Integrate: $\int \frac{dx}{x \sqrt{(x+a) ^2- b^2}}$

Question

How to evaluate $$\int \frac{dx}{x \sqrt{(x+a) ^2- b^2}}$$ I tried trigonometric substitution $x + a = b \sec \theta$ and I encountered $$\int \frac{\tan \theta}{ (b - a \cos \theta) \sqrt{\tan^2 \theta}}d\theta$$ how to handle this term $\displaystyle \frac{\tan \theta}{|\tan \theta|}$?

Answer 1

I substituted $x=1/y$ and got

$$-\int \frac{dy}{\sqrt{1+2 a y+(a^2-b^2) y^2}}$$

I then completed the square in the square root to get

$$-\frac{1}{\sqrt{a^2-b^2}} \int \frac{dy}{\displaystyle\sqrt{\left(y+\frac{a}{a^2-b^2}\right)^2-\left(\frac{a}{a^2-b^2}\right)^2}}$$

Now let

$$y=\frac{a}{a^2-b^2} (\cosh{u}-1)$$

Then the integral becomes

$$-\frac{1}{\sqrt{a^2-b^2}} \int du \frac{\sinh{u}}{\sinh{u}} = -\frac{1}{\sqrt{a^2-b^2}} u+C$$

where $C$ is a constant of integration.
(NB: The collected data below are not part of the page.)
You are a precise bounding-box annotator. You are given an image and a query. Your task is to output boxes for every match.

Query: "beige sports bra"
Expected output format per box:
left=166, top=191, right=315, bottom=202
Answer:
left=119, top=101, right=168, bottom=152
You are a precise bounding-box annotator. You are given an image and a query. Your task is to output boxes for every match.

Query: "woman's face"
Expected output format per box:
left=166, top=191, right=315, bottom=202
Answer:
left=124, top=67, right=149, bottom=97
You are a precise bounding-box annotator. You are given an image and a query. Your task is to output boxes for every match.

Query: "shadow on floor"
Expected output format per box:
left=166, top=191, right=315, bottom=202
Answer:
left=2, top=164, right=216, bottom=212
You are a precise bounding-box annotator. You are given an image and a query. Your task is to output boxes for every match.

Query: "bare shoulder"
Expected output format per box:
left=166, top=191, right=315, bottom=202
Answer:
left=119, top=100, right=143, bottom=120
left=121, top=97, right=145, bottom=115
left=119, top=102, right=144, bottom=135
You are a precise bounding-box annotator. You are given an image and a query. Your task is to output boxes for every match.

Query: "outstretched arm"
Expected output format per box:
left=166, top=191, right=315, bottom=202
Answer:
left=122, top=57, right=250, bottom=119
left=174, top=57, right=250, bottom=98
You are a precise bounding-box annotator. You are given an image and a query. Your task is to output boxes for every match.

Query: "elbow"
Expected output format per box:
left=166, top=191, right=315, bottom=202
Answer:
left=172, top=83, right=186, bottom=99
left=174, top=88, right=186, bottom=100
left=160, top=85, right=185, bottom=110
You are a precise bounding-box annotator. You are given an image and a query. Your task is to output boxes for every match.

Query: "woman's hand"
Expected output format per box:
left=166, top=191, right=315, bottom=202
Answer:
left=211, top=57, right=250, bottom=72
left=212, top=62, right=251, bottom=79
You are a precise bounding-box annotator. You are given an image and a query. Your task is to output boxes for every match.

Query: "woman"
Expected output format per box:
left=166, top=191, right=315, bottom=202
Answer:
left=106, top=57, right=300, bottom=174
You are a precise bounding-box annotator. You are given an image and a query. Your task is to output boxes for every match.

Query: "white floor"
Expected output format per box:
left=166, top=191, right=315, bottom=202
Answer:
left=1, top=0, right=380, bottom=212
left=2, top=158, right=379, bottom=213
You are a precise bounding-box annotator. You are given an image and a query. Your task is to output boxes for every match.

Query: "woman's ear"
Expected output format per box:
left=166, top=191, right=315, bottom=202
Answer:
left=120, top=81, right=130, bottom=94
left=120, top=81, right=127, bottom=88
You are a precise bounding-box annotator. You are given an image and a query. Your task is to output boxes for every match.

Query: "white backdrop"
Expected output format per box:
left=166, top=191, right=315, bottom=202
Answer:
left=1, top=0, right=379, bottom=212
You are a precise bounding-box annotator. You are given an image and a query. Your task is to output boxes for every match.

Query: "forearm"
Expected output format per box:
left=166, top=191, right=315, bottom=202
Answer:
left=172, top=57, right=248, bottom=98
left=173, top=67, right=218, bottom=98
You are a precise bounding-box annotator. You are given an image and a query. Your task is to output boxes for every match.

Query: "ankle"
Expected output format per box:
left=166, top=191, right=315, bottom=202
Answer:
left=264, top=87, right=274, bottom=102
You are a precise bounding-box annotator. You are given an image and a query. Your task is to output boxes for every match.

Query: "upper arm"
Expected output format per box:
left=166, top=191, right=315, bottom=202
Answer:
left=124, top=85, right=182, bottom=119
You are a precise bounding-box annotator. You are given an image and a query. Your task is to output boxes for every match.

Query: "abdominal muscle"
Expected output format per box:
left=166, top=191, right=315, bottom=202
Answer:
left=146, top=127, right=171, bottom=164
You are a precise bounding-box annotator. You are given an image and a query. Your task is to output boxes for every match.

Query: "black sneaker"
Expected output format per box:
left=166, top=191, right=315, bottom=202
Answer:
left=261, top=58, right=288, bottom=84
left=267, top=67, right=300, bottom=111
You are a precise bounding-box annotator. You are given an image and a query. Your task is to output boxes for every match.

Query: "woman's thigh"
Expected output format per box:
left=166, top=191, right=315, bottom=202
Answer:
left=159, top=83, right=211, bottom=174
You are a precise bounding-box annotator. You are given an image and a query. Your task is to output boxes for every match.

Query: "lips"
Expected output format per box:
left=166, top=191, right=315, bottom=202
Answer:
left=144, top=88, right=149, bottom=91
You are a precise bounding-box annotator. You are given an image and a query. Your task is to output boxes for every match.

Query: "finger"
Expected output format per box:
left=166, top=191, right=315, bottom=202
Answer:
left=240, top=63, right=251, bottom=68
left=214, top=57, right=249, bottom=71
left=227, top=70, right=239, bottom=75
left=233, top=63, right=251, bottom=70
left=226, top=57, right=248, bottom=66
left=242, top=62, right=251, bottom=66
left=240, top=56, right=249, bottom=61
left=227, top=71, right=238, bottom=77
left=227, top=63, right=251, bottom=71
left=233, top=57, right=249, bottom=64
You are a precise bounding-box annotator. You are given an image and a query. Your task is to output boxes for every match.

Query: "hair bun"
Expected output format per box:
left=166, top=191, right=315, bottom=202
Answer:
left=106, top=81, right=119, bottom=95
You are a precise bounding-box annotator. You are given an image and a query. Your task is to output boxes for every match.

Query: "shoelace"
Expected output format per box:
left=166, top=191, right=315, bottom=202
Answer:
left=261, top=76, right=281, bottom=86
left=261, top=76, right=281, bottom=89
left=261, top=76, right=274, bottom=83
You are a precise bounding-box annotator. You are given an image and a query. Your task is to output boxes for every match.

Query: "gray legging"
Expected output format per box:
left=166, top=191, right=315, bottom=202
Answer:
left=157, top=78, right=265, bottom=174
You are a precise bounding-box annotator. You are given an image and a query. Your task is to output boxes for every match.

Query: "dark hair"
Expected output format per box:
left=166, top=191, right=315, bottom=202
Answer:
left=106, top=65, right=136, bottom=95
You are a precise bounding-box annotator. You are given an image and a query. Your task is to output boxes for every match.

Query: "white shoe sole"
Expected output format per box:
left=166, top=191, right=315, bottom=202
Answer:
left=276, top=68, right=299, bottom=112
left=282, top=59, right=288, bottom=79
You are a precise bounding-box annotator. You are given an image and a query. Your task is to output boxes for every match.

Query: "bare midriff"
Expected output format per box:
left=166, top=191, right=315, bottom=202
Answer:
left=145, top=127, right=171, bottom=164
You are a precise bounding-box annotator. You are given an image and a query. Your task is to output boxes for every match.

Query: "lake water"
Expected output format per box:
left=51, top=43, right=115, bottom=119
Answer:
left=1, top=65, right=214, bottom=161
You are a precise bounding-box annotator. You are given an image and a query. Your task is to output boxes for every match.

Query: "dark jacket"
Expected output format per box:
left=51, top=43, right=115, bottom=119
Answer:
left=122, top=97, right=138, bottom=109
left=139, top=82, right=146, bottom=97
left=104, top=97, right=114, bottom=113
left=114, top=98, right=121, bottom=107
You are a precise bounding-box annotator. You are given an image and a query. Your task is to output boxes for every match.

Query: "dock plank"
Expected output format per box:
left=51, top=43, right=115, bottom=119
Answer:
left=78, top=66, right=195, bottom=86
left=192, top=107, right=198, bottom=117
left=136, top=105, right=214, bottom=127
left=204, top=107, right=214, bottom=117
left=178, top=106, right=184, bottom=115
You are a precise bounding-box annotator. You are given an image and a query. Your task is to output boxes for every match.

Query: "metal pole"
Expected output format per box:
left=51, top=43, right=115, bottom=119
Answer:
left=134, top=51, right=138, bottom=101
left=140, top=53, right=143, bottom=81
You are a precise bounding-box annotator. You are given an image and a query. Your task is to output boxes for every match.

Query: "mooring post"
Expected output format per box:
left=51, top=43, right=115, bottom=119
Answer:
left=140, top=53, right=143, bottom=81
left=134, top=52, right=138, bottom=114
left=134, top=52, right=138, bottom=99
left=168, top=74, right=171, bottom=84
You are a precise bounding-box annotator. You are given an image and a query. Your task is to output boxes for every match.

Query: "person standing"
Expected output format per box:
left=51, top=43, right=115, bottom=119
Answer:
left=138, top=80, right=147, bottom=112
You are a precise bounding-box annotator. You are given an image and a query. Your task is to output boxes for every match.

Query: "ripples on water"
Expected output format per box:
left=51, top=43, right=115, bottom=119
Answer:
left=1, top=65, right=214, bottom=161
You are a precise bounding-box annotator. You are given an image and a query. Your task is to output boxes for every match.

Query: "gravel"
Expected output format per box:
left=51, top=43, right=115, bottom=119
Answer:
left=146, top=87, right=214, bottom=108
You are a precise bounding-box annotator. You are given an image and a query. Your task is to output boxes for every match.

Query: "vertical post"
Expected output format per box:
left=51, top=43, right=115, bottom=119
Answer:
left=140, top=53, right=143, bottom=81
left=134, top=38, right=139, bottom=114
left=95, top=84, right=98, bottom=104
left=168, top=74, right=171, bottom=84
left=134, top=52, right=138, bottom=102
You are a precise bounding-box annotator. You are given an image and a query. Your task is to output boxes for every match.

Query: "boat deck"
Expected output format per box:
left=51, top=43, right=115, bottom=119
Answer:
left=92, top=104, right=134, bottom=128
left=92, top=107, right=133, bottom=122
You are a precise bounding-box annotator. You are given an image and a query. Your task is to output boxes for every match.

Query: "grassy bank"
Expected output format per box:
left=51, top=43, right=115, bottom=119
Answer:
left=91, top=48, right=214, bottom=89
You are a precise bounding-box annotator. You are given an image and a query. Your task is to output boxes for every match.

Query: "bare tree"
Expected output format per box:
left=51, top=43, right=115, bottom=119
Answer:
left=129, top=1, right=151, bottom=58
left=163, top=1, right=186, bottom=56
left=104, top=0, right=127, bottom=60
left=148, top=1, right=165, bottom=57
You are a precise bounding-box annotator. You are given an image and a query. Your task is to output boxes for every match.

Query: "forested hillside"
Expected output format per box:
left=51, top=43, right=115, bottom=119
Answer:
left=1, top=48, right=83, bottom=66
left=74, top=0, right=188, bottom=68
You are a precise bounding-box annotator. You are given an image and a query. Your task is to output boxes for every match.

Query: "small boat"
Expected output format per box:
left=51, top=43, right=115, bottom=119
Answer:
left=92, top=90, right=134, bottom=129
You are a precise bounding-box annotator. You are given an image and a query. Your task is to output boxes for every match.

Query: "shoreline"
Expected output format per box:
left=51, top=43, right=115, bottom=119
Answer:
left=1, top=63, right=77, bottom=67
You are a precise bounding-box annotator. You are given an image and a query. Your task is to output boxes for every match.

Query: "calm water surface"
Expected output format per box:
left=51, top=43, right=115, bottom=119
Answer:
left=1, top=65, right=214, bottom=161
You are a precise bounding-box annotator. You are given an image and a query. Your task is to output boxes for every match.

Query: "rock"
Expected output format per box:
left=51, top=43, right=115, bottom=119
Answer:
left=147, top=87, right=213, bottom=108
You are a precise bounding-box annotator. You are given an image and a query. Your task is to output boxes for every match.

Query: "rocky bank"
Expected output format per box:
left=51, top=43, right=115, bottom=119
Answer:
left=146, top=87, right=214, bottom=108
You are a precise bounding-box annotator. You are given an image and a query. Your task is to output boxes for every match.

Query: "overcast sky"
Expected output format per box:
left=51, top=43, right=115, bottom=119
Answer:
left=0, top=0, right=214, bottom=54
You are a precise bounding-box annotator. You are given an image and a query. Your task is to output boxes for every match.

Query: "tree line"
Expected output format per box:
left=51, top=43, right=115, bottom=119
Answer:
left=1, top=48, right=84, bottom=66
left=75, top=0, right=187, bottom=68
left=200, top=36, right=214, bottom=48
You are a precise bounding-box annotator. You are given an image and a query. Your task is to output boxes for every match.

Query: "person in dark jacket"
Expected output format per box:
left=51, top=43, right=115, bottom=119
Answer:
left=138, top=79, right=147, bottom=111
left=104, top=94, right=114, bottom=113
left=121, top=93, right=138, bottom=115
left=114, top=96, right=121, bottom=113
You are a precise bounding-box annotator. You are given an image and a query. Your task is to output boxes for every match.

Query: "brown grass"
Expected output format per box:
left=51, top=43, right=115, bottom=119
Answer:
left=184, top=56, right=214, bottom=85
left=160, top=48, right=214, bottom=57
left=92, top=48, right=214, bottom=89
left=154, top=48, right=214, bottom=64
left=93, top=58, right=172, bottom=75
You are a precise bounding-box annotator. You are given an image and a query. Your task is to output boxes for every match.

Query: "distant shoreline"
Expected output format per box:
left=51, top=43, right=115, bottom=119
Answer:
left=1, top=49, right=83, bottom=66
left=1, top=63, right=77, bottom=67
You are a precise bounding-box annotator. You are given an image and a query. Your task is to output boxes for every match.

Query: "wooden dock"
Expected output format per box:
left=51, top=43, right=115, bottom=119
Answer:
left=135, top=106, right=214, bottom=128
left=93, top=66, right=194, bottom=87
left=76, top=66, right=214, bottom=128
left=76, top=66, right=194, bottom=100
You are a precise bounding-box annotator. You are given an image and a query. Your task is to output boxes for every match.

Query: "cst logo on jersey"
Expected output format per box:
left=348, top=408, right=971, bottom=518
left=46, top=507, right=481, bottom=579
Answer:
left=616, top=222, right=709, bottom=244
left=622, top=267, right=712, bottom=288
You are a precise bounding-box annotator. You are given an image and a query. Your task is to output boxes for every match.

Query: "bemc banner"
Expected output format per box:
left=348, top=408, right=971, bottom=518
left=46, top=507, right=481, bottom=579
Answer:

Back substituting, we get

$$\int \frac{dx}{x \sqrt{(x+a)^2-b^2}} = -\frac{1}{\sqrt{a^2-b^2}}\text{arccosh}{\left(\frac{a^2-b^2}{a x}+1 \right)} + C $$

Use $\text{arccosh}{z} = \log{(z+\sqrt{z^2-1})}$ to express the result in terms of logs.

Answer 2

First, examine separately intervals where $\tan\theta>0$ and where $\tan\theta<0$. After that, see if you can express the answer in a way that's less-than-explicitly piecewise (perhaps by using absolute values).